Çok. Hayatımda en çok öğrendiğim şeylerden biri Guardiola’nın 2009-2011 arası Barcelona’sı. Bütün maçları izledim ama asıl 2015-2018 olması lazım, Maurizio Sarri'nin Napoli'si. O üç sezonun 114 maçını neredeyse üçer defa döndürdüm diyebilirim. İzlerken en çok keyif aldığım maçlardan biri Napoli'nin Manchester City'ye 4-2 kaybettiği Şampiyonlar Ligi maçıydı. Tekrar tekrar ilk yarıya, ikinci yarıya baktığım bir maçtı.

* Spor dışında yapmayı aşırı sevdiğin hobilerin var mı?

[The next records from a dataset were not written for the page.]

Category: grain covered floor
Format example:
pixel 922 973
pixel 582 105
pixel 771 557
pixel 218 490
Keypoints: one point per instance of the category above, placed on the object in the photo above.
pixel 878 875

Film izlemeye çalışıyorum. Kitap okumaya çalışıyorum ama hedeflediğimden çok uzaktayım maalesef. Son dönemde yazılara biraz daha fazla kaydım. Poker oynamaya ve poker turnuvalarına gitmeye çalışıyorum. O da son dönemde biraz daha ciddileşen bir hobim diyebilirim.

YAŞAMININ KIRILMA ANLARI

* Hayatının kırılma noktaları neler?

2014'ün sonuydu galiba, Mustafa Taha'nın gelip ben spikerken, “Emre, gel sen büyük maçlarda yorumculuk yap" demesi. O benim hakikaten bir kırılım yaşamamı sağladı. Çünkü ben vasat bir futbol spikeriydim. İyi bir spiker olma şansım yoktu. Bunun farkındaydım. Ama yorumculuk teklifi geldikten sonra, üçüncü dördüncü maçımda dedim ki, "Ben bu işte daha yukarı gidebilirim." Spiker olarak bunu hiç hissetmiyordum mesela. Hiç daha önce bir spiker böyle bir yorumculuk geçişi yapmamıştı. İkinci kırılma, daha büyük kırılma, 2017’de S Sport’ta Premier League yorumculuğu teklifi almam. O da Orhan Uluca vasıtasıyla oldu. Benim Premier League’le hiç bağlantım yoktu. Bir gün telefonum çaldı, "Buraya genç bir yorumcu arıyoruz. Aklıma sen geldin" dedi. Ben önce "Abi yapamam, benim Premier League ile alakam yok" dedim. Beni ikna etmeye çalıştı. Çevreme sordum, herkes acayip destekledi. Kabul ettim tabii ki. Orhan’ın beni oraya düşünmesi önemli. Ama tabii medyaya girişim de Bağış Erten’den aldığım spikerlik teklifi de hayatımı aslında en çok değiştiren şey diyebilirim.